Defining the causes of the U.S. armed intervention in Soviet Russia in mid-1918, the authors note that Wilson was against any interference in Russia’s internal affairs. U.S. troops landed in Russia’s North and Siberia under British and French pressure. The aim of the American intervention was to restore the Eastern Front, protect the property of the United States and its allies in Russia, stabilize the “democratic regimes” where it existed and transport the Czech Legion to France. But only the latter was successful, the authors stress.

Analyzing Wilson’s actions to resolve the “Russian problem” during the Paris Peace Conference in spring 1919, the scholars point to the President’s initiatives aimed at halting hostilities and normalizing the situation in Russia. Initially, Wilson made a proposal to hold talks between the Bolsheviks and the anti-Bolshevik governments of Kolchak, Denikin and some others on the Prince Islands under Entente mediation. Only the Bolsheviks accepted the proposal. But the flop of the peace talks initiative did not stop Wilson – he sent an American envoy, William Bullitt, on a special mission to Moscow. Bullitt met with Bolshevik leaders but they failed to come to any agreement. The authors explain the fiasco of Wilson’s peace initiatives by the fact that the alignment of forces in Russia had by then radically changed in favor of the Bolsheviks. By 1920, Davis and Trani write, Wilson did not have any illusion that the Bolshevik regime could be reformed. The Entente powers had fully realized the logic of developments in Russia and started curtailing the intervention and evacuating their troops. The Unites States was no exception. When the troops of Admiral Kolchak — Washington’s last hope — were routed and the Admiral was shot by his executioners, the Wilson Administration’s illusions about restoring democratic government in Russia vanished completely. As a result, America had taken the course of refusing to recognize Soviet power under any circumstances. It was against this scenario that, on August 9, 1920, a note by State Secretary Bainbridge Colby was issued; and that note, in the authors’ view, was the starting point of the “First Cold War”. A diplomatic quarantine was actually imposed on Bolshevik Russia and political technologies that would later become inalienable attributes of the Cold War were put in motion.

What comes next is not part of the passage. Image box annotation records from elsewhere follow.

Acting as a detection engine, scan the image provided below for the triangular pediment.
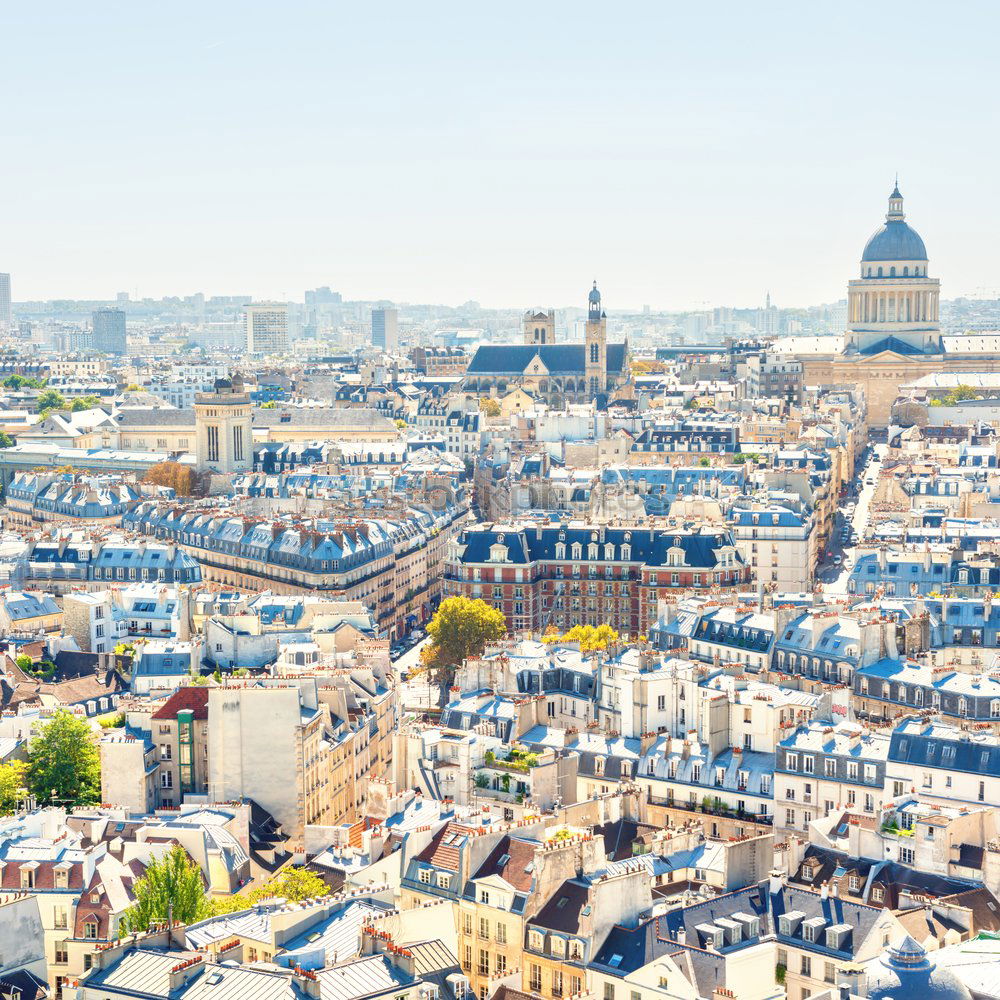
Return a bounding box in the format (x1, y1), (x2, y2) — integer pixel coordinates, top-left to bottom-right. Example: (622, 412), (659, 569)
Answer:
(864, 351), (920, 364)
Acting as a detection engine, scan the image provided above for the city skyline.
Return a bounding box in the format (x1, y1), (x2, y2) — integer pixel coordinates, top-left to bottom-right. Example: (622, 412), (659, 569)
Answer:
(0, 4), (1000, 311)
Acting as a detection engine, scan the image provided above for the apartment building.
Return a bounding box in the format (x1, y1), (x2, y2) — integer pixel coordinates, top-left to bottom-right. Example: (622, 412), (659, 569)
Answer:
(445, 521), (750, 635)
(774, 720), (892, 837)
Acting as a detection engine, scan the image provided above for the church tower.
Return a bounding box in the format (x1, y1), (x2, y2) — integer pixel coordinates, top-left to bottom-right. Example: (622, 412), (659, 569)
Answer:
(194, 375), (253, 473)
(524, 309), (556, 347)
(584, 281), (608, 399)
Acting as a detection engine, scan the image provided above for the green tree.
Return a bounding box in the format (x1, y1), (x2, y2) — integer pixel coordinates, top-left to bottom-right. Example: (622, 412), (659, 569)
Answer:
(260, 868), (330, 903)
(0, 760), (28, 816)
(942, 385), (977, 406)
(425, 597), (507, 669)
(35, 389), (66, 416)
(70, 396), (101, 413)
(548, 625), (618, 653)
(122, 845), (209, 934)
(28, 711), (101, 806)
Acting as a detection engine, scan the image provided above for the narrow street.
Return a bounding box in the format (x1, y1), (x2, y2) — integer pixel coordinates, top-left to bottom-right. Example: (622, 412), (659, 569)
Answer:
(816, 444), (887, 597)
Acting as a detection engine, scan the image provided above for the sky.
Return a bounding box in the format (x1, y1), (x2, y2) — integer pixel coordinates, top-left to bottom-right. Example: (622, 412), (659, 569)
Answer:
(0, 0), (1000, 310)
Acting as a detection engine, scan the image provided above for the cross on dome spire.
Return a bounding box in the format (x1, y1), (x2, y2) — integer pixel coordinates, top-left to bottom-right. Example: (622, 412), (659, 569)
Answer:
(885, 181), (905, 222)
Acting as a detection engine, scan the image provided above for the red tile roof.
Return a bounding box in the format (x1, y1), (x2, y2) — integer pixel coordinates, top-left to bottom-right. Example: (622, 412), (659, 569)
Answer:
(153, 687), (208, 719)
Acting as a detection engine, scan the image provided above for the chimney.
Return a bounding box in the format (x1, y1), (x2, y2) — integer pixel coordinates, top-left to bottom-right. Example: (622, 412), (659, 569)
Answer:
(294, 966), (322, 1000)
(767, 868), (784, 896)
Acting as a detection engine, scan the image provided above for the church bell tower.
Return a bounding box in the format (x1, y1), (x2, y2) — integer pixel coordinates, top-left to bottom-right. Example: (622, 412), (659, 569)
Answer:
(584, 281), (608, 399)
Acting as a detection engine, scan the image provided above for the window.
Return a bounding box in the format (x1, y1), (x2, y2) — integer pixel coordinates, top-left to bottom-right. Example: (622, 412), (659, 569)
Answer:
(528, 964), (542, 993)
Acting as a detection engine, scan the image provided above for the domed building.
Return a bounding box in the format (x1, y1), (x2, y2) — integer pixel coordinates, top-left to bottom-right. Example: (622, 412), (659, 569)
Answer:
(865, 935), (972, 1000)
(773, 185), (1000, 427)
(845, 185), (941, 355)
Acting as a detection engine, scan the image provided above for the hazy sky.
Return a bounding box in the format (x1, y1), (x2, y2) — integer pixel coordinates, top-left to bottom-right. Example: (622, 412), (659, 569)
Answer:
(0, 0), (1000, 309)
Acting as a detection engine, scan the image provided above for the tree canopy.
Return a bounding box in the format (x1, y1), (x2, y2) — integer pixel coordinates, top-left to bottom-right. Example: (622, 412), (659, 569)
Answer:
(143, 462), (197, 497)
(425, 597), (507, 668)
(0, 760), (28, 816)
(28, 711), (101, 807)
(35, 389), (66, 417)
(69, 396), (101, 413)
(122, 844), (210, 934)
(3, 375), (48, 389)
(542, 625), (618, 653)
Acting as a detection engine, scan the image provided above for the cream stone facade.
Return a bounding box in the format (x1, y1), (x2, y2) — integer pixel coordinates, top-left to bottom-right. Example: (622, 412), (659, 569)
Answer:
(775, 187), (1000, 427)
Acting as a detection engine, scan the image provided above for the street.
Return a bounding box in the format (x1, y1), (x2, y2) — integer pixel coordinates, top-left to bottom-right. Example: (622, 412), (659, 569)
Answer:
(816, 444), (888, 596)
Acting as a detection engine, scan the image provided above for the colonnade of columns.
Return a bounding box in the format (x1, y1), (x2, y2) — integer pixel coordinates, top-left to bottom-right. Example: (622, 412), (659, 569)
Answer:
(848, 289), (938, 323)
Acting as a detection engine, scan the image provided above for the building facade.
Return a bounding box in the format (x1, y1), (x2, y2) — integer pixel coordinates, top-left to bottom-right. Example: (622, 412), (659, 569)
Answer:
(92, 309), (128, 354)
(244, 302), (288, 354)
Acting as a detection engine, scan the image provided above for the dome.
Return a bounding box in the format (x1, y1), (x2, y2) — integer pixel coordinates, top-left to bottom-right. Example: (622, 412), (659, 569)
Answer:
(865, 935), (972, 1000)
(861, 184), (927, 264)
(861, 219), (927, 263)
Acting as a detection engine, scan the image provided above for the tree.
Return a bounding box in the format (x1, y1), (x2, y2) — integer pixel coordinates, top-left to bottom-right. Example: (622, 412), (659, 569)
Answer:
(122, 844), (209, 934)
(142, 462), (196, 497)
(28, 710), (101, 807)
(427, 597), (507, 669)
(251, 868), (330, 903)
(563, 625), (618, 653)
(35, 389), (66, 417)
(942, 385), (977, 406)
(69, 396), (101, 413)
(0, 760), (28, 816)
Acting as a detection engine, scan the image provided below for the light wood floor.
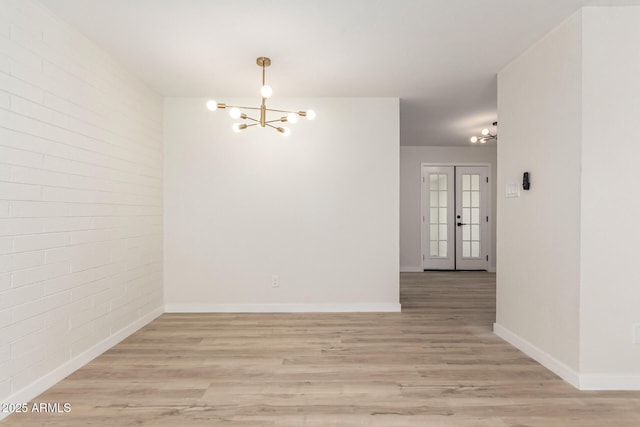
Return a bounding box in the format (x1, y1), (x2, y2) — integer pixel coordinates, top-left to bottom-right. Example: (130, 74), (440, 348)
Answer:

But the U.S. refusal to recognize the Soviet Union diplomatically is not the only reason for calling the American-Russian relations of that period the “First Cold War”. Wilson’s and his associates’ firm belief that a spreading Bolshevik influence posed a danger, and Washington’s desire to contain the Bolshevik ideas within the boundaries of one country pointed to a major cooling in American-Russian relations. It is quite safe to say that a confrontation between two systems with different economic, social and political setups began.

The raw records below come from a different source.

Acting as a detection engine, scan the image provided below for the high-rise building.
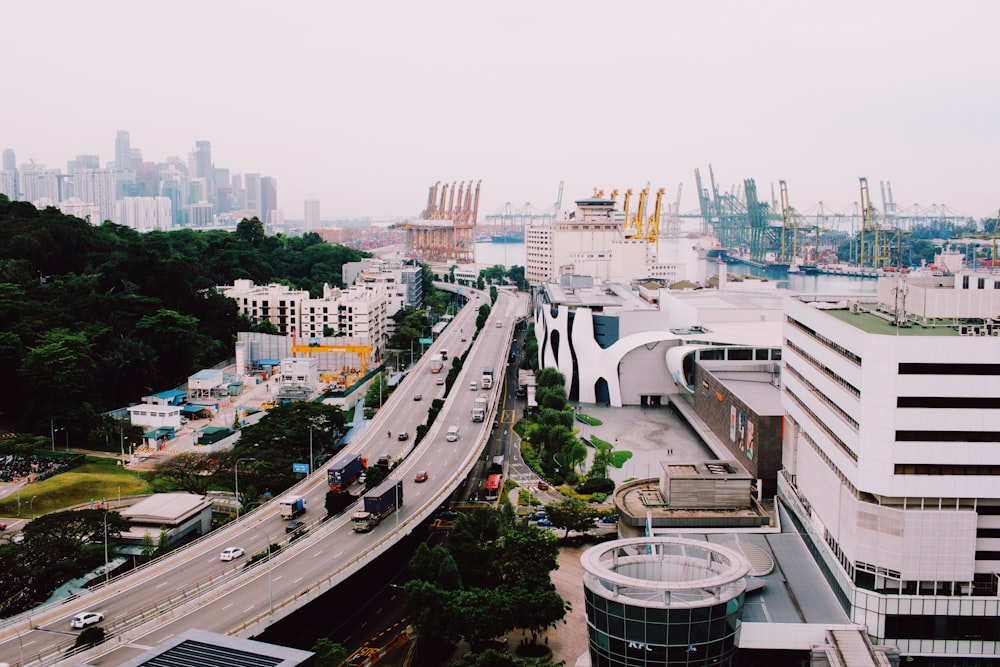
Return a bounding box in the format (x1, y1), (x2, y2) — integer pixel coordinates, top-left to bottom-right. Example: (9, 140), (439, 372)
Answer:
(115, 130), (132, 171)
(779, 270), (1000, 665)
(243, 174), (263, 222)
(66, 155), (101, 174)
(19, 170), (65, 206)
(73, 169), (115, 224)
(0, 169), (18, 200)
(135, 162), (160, 197)
(260, 176), (278, 222)
(305, 199), (319, 232)
(115, 197), (172, 232)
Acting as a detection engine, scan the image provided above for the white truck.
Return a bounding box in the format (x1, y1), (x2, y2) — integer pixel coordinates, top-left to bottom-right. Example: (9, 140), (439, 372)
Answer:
(472, 394), (486, 422)
(278, 496), (306, 519)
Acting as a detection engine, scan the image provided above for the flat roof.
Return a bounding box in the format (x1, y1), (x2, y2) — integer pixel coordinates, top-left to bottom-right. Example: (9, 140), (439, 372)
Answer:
(112, 630), (313, 667)
(119, 493), (211, 522)
(823, 303), (958, 336)
(705, 368), (785, 417)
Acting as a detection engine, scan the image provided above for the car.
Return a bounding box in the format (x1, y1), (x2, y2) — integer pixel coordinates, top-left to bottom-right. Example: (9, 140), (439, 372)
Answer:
(219, 547), (246, 560)
(69, 611), (104, 628)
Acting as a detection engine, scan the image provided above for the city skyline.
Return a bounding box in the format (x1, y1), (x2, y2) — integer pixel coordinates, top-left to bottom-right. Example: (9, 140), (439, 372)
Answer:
(0, 0), (1000, 221)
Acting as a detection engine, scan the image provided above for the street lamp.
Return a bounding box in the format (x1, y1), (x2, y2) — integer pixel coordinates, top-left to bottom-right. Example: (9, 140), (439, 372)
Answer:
(104, 503), (109, 585)
(233, 458), (257, 521)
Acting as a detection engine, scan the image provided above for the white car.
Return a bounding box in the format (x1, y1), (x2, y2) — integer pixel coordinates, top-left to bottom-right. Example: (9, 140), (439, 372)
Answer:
(69, 611), (104, 628)
(219, 547), (246, 560)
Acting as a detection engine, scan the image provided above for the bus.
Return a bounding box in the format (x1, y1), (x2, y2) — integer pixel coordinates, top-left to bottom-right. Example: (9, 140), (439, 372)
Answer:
(486, 475), (503, 500)
(489, 456), (503, 475)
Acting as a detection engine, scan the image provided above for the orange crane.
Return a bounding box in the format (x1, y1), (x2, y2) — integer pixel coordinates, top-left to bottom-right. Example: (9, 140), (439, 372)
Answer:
(641, 188), (664, 243)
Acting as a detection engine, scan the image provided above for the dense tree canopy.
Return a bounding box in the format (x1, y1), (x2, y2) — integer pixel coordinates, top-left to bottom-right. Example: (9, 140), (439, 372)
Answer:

Subsequent Republican administrations followed the course of isolating the Soviet Union. It was as late as 1933 that President Roosevelt finally recognized the Soviet Union. The authors are inclined to believe that Wilson’s “Soviet policy” had a powerful impact on the shaping of the Truman Administration’s course.

Drawing an analogy between the American-Soviet relations of the 1920s and those of the second half of the 20th century, the authors do not take into account the specifics of the international situation and Russia’s home affairs. When the Versailles system of international relations was taking shape in the early 1920s, the world was multi-polar and Soviet Russia’s leaders adhered to an extreme radical idea – the idea of world revolution. But after World War II a bipolar model of international relations had formed and both superpowers started pursuing imperial foreign policies, rivaling for spheres of world influence. Correspondingly, in the 1920s Wilson merely sought to isolate Bolshevik Russia, whereas in the late 1940s President Truman launched a struggle against the Soviet Union for world hegemony. It is different end goals that comprise a major distinction between Davis’ and Trani’s “First Cold War” and the commonly known Cold War.

Despite its minor drawbacks, Davis’ and Trani’s book will undoubtedly evoke a lively reader response and will find a prominent place among publications dealing with the dramatic events of the first decades of the 20th century.